Saat ditanya mengenai seperti apa nanti mekanisme termasuk berapa besar dana yang bisa dikucurkan pemerintah pusat untuk membantu desa adat dan subak di Bali, Anggota Komisi II DPR RI Dapil Bali Anak Agung Bagus Adhi Mahendra Putra (Amatra) yang akrab disapa Gus Adhi yang turut sukses mengawal pembahasan RUU Provinsi Bali hingga disahkan menjadi UU Provinsi Bali ini, menegaskan yang terpenting dalam spirit perjuangan UU Provinsi Bali ini adalah desa adat dan subak sudah diakui keberadaannya.

“Bentuk pengakuannya sudah barang tentu ke depannya kehadiran pemerintah pusat sangat penting di dalam menunjang penguatan dan kemajuan budaya tersebut. Terus kenapa jumlahnya tidak berisi, UU ini kan tidak dibentuk untuk satu tahun dua tahun tapi untuk kurun waktu yang sangat lama yang tidak tentu batas waktunya.
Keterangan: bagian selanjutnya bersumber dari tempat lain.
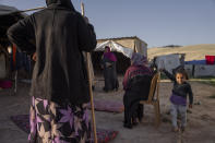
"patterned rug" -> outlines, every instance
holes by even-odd
[[[11,120],[23,131],[26,133],[29,133],[29,116],[28,115],[17,115],[12,116]],[[98,143],[107,143],[111,140],[114,140],[118,131],[114,130],[105,130],[105,129],[96,129],[97,130],[97,139]]]
[[[91,109],[91,104],[87,105],[87,108]],[[121,102],[116,100],[94,100],[94,108],[97,111],[108,111],[108,112],[122,112],[124,106]]]

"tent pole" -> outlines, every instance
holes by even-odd
[[[84,11],[84,3],[81,2],[82,15],[85,16]],[[95,110],[94,110],[94,98],[93,98],[93,91],[92,91],[92,76],[91,76],[91,65],[89,65],[89,52],[85,52],[86,55],[86,64],[87,64],[87,75],[88,75],[88,83],[89,83],[89,96],[91,96],[91,110],[92,110],[92,118],[93,118],[93,130],[94,130],[94,143],[97,143],[97,134],[96,134],[96,120],[95,120]]]

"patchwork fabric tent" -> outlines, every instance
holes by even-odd
[[[147,44],[139,37],[120,37],[98,39],[97,47],[92,52],[93,67],[96,73],[100,73],[100,60],[105,49],[109,46],[111,51],[117,56],[117,72],[124,73],[130,65],[132,52],[140,52],[147,57]]]
[[[172,70],[179,65],[184,64],[183,53],[172,53],[155,57],[155,63],[158,69],[166,69],[168,72],[172,73]]]

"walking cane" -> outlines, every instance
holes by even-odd
[[[84,3],[81,2],[82,15],[84,16]],[[85,52],[86,64],[87,64],[87,75],[89,83],[89,96],[91,96],[91,110],[93,118],[93,130],[94,130],[94,143],[97,143],[97,134],[96,134],[96,120],[95,120],[95,111],[94,111],[94,99],[93,99],[93,91],[92,91],[92,76],[91,76],[91,65],[89,65],[89,52]]]

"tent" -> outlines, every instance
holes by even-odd
[[[92,62],[95,74],[100,73],[100,60],[105,46],[109,46],[111,51],[117,56],[117,72],[124,73],[130,65],[132,52],[140,52],[147,57],[147,44],[139,37],[119,37],[97,39],[97,47],[92,52]]]
[[[166,69],[168,72],[172,73],[172,70],[179,65],[184,64],[183,53],[172,53],[165,56],[155,57],[155,63],[158,69]]]

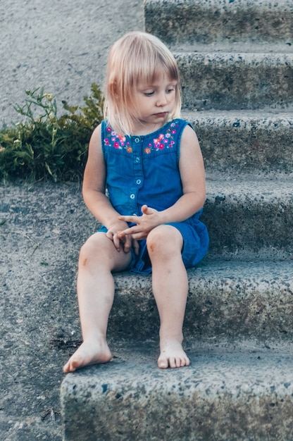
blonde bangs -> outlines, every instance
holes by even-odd
[[[176,61],[168,48],[146,32],[128,32],[110,51],[105,90],[104,118],[116,132],[132,135],[136,120],[133,88],[139,83],[151,84],[162,72],[176,81],[175,106],[171,119],[181,111],[180,76]]]

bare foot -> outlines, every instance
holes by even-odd
[[[85,341],[64,365],[63,372],[68,373],[89,364],[107,363],[111,357],[105,340]]]
[[[161,369],[183,368],[189,364],[189,359],[183,351],[180,342],[170,340],[161,344],[161,354],[158,359],[158,366]]]

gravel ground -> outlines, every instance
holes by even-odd
[[[0,127],[25,90],[82,104],[109,46],[143,29],[142,0],[2,0]],[[61,367],[80,335],[78,251],[96,228],[77,184],[0,187],[0,439],[61,441]]]

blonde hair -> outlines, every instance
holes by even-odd
[[[179,118],[181,92],[178,67],[169,49],[156,37],[142,32],[128,32],[113,45],[106,76],[104,116],[120,135],[133,135],[137,120],[133,88],[151,83],[163,73],[176,81],[174,111]]]

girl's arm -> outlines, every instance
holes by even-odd
[[[179,169],[182,196],[172,206],[163,211],[144,206],[142,216],[120,216],[119,218],[123,220],[137,223],[120,233],[120,237],[131,234],[135,239],[142,239],[156,226],[185,220],[204,206],[206,199],[204,161],[197,135],[188,125],[181,137]]]
[[[107,228],[107,237],[113,240],[116,249],[120,251],[121,240],[118,233],[128,225],[125,221],[119,220],[119,213],[112,206],[105,194],[106,165],[101,150],[101,125],[94,131],[89,144],[89,155],[85,169],[82,195],[85,203],[94,217]],[[123,247],[125,252],[132,246],[130,237],[123,240]],[[135,248],[137,244],[133,244]]]

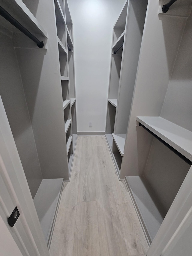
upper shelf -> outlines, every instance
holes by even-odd
[[[160,116],[137,116],[136,120],[192,161],[192,132]]]
[[[128,1],[126,1],[123,6],[118,19],[114,25],[114,28],[124,28],[124,29],[125,29],[127,18],[128,2]]]
[[[117,48],[120,46],[121,44],[123,43],[124,41],[124,37],[125,35],[125,30],[124,30],[114,44],[112,47],[112,50],[113,50],[115,48]]]
[[[15,0],[11,2],[11,4],[8,2],[1,1],[1,6],[31,33],[41,34],[47,38],[47,32],[21,0]],[[0,16],[0,24],[11,32],[19,32],[1,16]]]
[[[68,53],[65,49],[64,46],[63,44],[61,41],[57,37],[57,41],[58,42],[58,47],[59,52],[62,53],[65,53],[66,55],[68,54]]]
[[[112,133],[112,135],[121,155],[122,156],[123,156],[126,134],[114,134],[114,133]]]
[[[117,99],[108,99],[108,101],[109,102],[113,105],[114,107],[117,107]]]
[[[169,2],[167,0],[160,0],[159,14],[184,18],[189,16],[192,8],[191,0],[177,0],[170,6],[167,12],[164,13],[162,7]]]
[[[66,24],[66,21],[58,0],[55,0],[55,15],[57,22],[62,22]]]

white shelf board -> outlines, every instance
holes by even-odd
[[[69,175],[70,176],[70,174],[72,169],[72,164],[73,163],[73,158],[74,156],[74,154],[71,154],[70,156],[68,156],[68,169],[69,170]]]
[[[63,76],[61,76],[61,80],[68,81],[69,80],[69,77],[64,77]]]
[[[137,116],[136,120],[192,161],[192,132],[160,116]]]
[[[126,180],[149,240],[154,239],[166,213],[143,176],[129,176]]]
[[[72,107],[76,100],[75,98],[71,98],[71,106]]]
[[[77,138],[77,134],[73,134],[73,146],[74,152]]]
[[[72,141],[72,138],[73,136],[72,135],[70,135],[69,136],[66,136],[66,140],[67,140],[67,154],[68,154],[70,148],[70,146],[71,145],[71,141]]]
[[[11,16],[33,34],[40,34],[47,38],[47,32],[32,13],[22,0],[14,0],[15,4],[11,4],[8,1],[2,1],[1,6]],[[18,29],[2,17],[1,25],[12,32],[18,32]],[[45,42],[44,44],[45,44]]]
[[[112,152],[112,147],[113,144],[113,137],[111,133],[106,134],[105,134],[106,139],[109,146],[109,147]]]
[[[117,41],[114,44],[112,47],[112,50],[115,48],[116,49],[118,48],[121,44],[123,44],[124,41],[124,37],[125,32],[125,31],[124,30]]]
[[[56,218],[55,214],[63,179],[43,179],[33,200],[39,221],[47,242]]]
[[[65,108],[70,103],[70,100],[66,100],[63,102],[63,109],[64,110]]]
[[[124,148],[126,138],[126,134],[112,134],[113,139],[118,148],[122,156],[124,155]]]
[[[67,133],[71,122],[71,119],[65,119],[65,134]]]
[[[70,33],[69,33],[69,30],[68,29],[68,28],[67,27],[67,26],[66,26],[66,27],[67,28],[67,36],[68,37],[69,39],[69,42],[68,41],[68,44],[71,45],[73,47],[73,40],[71,39],[71,38],[70,35]]]
[[[59,45],[59,52],[64,53],[67,55],[68,54],[67,51],[58,37],[57,37],[57,41]]]
[[[66,20],[64,16],[64,15],[62,11],[62,9],[61,7],[60,4],[58,0],[55,0],[55,2],[56,3],[58,10],[59,11],[59,13],[56,13],[56,20],[57,22],[62,22],[65,25],[66,25]],[[59,15],[60,17],[58,17],[58,15]]]
[[[128,1],[126,1],[120,12],[117,20],[114,26],[114,28],[121,28],[125,26],[127,17]]]
[[[116,107],[117,107],[117,99],[108,99],[108,101]]]

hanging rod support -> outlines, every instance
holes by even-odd
[[[68,47],[68,51],[69,52],[71,52],[71,48],[70,48],[70,47],[69,45],[68,44],[67,44],[67,47]]]
[[[116,54],[117,53],[117,52],[118,52],[119,49],[121,49],[122,47],[123,46],[123,43],[122,44],[121,44],[121,45],[118,47],[118,48],[115,51],[114,51],[113,52],[113,53],[114,54]]]
[[[139,123],[139,125],[140,126],[141,126],[143,128],[144,128],[144,129],[146,130],[146,131],[147,131],[148,132],[149,132],[149,133],[152,134],[154,137],[155,137],[155,138],[157,139],[158,140],[159,140],[162,143],[163,143],[164,145],[165,145],[165,146],[167,147],[168,148],[170,149],[171,151],[172,151],[178,156],[179,156],[180,158],[181,158],[182,160],[183,160],[188,164],[189,164],[190,165],[192,165],[192,162],[190,161],[190,160],[189,160],[188,158],[187,158],[186,157],[185,157],[185,156],[184,156],[182,155],[182,154],[181,154],[180,152],[178,152],[178,151],[177,150],[173,148],[171,146],[170,146],[169,144],[167,143],[165,141],[164,141],[162,139],[161,139],[160,138],[157,136],[157,135],[156,135],[156,134],[155,134],[153,132],[150,131],[150,130],[149,130],[148,128],[140,123]]]
[[[167,4],[166,5],[164,5],[162,8],[162,11],[164,13],[165,13],[168,11],[169,8],[171,5],[176,2],[177,0],[171,0],[171,1]]]
[[[33,35],[32,35],[27,29],[24,28],[23,26],[20,24],[17,20],[10,15],[9,13],[4,9],[2,7],[0,6],[0,15],[7,20],[9,22],[11,23],[15,27],[18,29],[20,31],[26,35],[35,43],[36,43],[37,46],[40,48],[42,48],[44,46],[43,42],[41,42],[36,38]]]

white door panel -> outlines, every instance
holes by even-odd
[[[16,206],[20,215],[11,227]],[[0,215],[23,256],[50,255],[0,97]]]

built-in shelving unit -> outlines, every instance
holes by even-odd
[[[192,161],[192,132],[160,116],[137,116],[136,120]]]
[[[166,212],[144,176],[130,176],[126,179],[151,243],[162,224]]]
[[[108,101],[113,105],[114,107],[117,107],[117,99],[108,99]]]
[[[119,175],[148,2],[126,1],[113,30],[106,137]]]
[[[185,210],[183,203],[190,193],[188,189],[180,195],[192,163],[192,76],[186,65],[192,61],[192,7],[190,1],[178,1],[164,13],[162,7],[167,3],[161,0],[148,5],[124,146],[122,151],[116,139],[114,148],[124,154],[120,177],[125,176],[151,243],[147,253],[150,256],[162,254],[163,241],[174,237],[183,221],[177,216]],[[116,117],[117,135],[124,133],[119,125],[124,117],[121,107],[121,116],[117,113]]]
[[[0,94],[49,248],[77,139],[72,23],[67,1],[11,2],[1,6],[44,44],[0,16]]]

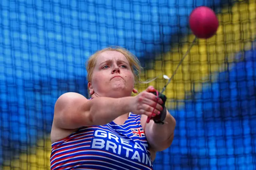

Jadi tidak masuk angkanya disitu karena akan disesuaikan dengan kondisi keuangan negara. Mudah-mudahan bagus kondisi keuangannya, berarti bisa lebih banyak diberikan,” papar Gus Adhi saat dihubungi Selasa 4 April 2023.

Setelah RUU Provinsi Bali ditetapkan sebagai UU Provinsi Bali, kata Gus Adhi yang juga Anggota Fraksi Golkar DPR RI ini, maka PR ke depan adalah bagaimana melobi pusat agar desa adat dan subak bisa mendapatkan dana dari APBN karena memang memungkinkan untuk itu sesuai dengan pengaturan pasal 8 ayat 2 UU Provinsi Bali ini.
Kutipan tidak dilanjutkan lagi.